Garcia-Sanchez Alfredo, Cerrato Rosario, Larrasa Jose, Ambrose Nicholas C, Parra Alberto, Alonso Juan M, Hermoso-de-Mendoza Miguel, Rey Joaquin M, Mine Madisa O, Carnegie Patrick R, Ellis Trevor M, Masters Anne M, Pemberton Alan D, Hermoso-de-Mendoza Javier
Infectious Disease Unit, Medicine and Animal Health, University of Extremadura, Campus UEX, Avda. Universidad s/n, 10071 Caceres, Spain.
FEMS Microbiol Lett. 2004 Feb 9;231(1):53-7. doi: 10.1016/S0378-1097(03)00958-3.

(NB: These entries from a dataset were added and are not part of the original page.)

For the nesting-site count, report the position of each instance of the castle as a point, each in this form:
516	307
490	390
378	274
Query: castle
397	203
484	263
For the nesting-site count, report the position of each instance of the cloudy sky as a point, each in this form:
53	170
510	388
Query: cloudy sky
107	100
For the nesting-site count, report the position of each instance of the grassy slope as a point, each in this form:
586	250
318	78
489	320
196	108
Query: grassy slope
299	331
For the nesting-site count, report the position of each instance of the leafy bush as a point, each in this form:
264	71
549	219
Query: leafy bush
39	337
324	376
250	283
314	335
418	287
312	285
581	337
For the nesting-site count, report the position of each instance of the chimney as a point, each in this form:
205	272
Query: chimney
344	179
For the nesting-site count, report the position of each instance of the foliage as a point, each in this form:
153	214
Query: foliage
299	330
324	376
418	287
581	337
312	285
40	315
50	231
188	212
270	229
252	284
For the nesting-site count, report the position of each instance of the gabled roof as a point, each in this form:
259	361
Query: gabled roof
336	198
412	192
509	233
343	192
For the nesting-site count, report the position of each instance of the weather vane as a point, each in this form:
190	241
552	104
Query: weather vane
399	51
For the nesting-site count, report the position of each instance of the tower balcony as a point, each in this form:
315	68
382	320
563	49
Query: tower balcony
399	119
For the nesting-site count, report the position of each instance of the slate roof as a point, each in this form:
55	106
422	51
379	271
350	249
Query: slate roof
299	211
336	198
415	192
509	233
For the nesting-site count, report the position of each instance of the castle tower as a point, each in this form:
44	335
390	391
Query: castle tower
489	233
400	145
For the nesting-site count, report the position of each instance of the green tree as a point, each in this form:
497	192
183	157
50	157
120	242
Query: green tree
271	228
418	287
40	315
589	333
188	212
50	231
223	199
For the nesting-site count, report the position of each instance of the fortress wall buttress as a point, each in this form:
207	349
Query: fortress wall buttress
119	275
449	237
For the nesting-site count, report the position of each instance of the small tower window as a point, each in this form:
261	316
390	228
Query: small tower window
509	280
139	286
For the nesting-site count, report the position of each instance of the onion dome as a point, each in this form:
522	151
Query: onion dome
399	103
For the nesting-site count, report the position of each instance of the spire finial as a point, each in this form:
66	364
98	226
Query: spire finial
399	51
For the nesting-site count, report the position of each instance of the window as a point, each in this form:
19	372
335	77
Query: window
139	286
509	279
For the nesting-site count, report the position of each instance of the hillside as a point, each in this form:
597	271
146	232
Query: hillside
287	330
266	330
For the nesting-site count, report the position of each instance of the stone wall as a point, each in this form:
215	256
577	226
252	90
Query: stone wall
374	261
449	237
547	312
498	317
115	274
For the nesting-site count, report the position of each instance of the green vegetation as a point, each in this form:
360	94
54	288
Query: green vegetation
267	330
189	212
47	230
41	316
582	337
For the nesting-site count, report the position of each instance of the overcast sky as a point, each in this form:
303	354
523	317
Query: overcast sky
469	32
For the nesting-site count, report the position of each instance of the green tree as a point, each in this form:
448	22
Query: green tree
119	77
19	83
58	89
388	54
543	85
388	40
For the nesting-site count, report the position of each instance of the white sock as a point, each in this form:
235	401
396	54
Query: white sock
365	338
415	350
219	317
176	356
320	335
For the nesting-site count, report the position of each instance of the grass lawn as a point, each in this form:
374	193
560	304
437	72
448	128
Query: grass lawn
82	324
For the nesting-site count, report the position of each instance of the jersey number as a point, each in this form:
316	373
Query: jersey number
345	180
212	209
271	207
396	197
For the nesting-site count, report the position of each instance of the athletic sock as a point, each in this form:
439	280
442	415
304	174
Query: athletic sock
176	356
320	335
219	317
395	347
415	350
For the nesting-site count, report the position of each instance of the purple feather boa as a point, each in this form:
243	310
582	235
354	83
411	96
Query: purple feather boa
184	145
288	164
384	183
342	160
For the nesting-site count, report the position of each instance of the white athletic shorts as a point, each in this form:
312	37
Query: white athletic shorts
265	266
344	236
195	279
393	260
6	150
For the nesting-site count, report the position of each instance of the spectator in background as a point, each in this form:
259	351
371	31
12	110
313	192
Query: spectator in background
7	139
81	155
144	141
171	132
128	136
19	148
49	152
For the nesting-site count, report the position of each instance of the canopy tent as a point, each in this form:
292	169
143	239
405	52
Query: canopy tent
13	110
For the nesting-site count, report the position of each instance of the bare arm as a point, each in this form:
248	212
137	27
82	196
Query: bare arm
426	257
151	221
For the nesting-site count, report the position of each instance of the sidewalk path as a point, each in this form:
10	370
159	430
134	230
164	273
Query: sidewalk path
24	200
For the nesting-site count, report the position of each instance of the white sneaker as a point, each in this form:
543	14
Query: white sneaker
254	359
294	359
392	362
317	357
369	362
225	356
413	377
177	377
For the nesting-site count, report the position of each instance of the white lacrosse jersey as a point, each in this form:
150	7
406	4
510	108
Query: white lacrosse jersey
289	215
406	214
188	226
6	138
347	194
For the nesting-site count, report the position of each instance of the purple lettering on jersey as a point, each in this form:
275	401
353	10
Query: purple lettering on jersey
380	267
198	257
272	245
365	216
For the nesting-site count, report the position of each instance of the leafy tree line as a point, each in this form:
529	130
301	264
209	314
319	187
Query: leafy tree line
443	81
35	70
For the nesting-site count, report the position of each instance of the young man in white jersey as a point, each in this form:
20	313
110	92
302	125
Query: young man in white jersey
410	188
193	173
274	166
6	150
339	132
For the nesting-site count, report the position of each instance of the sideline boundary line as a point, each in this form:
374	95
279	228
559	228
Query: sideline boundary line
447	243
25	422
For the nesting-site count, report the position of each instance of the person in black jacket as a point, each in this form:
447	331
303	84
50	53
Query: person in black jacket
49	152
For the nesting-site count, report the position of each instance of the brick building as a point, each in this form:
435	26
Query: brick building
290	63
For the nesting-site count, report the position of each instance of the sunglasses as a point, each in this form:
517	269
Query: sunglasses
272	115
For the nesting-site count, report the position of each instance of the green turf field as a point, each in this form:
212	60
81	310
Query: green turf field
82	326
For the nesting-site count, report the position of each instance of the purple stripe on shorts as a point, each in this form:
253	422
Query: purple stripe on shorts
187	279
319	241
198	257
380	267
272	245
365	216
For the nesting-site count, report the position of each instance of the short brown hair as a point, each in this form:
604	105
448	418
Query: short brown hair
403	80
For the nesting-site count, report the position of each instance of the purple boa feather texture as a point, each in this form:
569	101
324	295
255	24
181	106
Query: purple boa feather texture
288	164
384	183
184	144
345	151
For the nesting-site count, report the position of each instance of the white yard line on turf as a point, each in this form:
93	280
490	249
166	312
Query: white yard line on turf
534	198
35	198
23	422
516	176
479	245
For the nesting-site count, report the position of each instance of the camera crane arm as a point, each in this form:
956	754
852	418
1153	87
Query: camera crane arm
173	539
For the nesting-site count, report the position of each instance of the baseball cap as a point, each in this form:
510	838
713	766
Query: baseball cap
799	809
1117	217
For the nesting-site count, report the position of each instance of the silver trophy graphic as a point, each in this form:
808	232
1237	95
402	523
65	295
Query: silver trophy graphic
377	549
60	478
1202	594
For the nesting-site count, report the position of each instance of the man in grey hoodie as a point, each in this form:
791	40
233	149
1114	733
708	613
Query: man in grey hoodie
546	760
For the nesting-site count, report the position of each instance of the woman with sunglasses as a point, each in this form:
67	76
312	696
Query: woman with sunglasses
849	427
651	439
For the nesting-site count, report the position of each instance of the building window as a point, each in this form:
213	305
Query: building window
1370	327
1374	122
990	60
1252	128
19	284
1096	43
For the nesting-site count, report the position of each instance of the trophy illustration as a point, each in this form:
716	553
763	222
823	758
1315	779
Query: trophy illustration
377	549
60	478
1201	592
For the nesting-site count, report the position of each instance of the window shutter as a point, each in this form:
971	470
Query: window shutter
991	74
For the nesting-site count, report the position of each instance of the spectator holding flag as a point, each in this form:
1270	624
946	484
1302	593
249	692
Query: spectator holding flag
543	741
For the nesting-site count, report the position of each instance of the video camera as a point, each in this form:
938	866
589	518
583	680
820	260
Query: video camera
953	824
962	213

A partial amino acid sequence of a serine protease from Dermatophilus congolensis allowed the design of oligonucleotide primers that were complemented with additional ones from previously published partial sequences of the gene encoding the enzyme. The polymerase chain reaction (PCR), using combinations of specific and degenerate oligonucleotide primers, allowed the amplification of a 1738-bp internal fragment of the gene, which was finally characterised by inverse PCR as the first full-length sequenced serine protease gene (nasp) from Dermatophilus congolensis. The deduced amino acid sequence of this enzyme, probably involved in the pathogenesis of dermatophilosis, links it to the subtilisin family of proteases.
来自刚果嗜皮菌的一种丝氨酸蛋白酶的部分氨基酸序列,使得能够设计出寡核苷酸引物,这些引物与先前发表的该酶编码基因部分序列中的其他引物互补。使用特异性和简并寡核苷酸引物的组合进行聚合酶链反应(PCR),能够扩增出该基因的一个1738 bp的内部片段,该片段最终通过反向PCR被鉴定为来自刚果嗜皮菌的首个全长测序的丝氨酸蛋白酶基因(nasp)。该酶的推导氨基酸序列可能与嗜皮菌病的发病机制有关,将其与枯草杆菌蛋白酶家族的蛋白酶联系起来。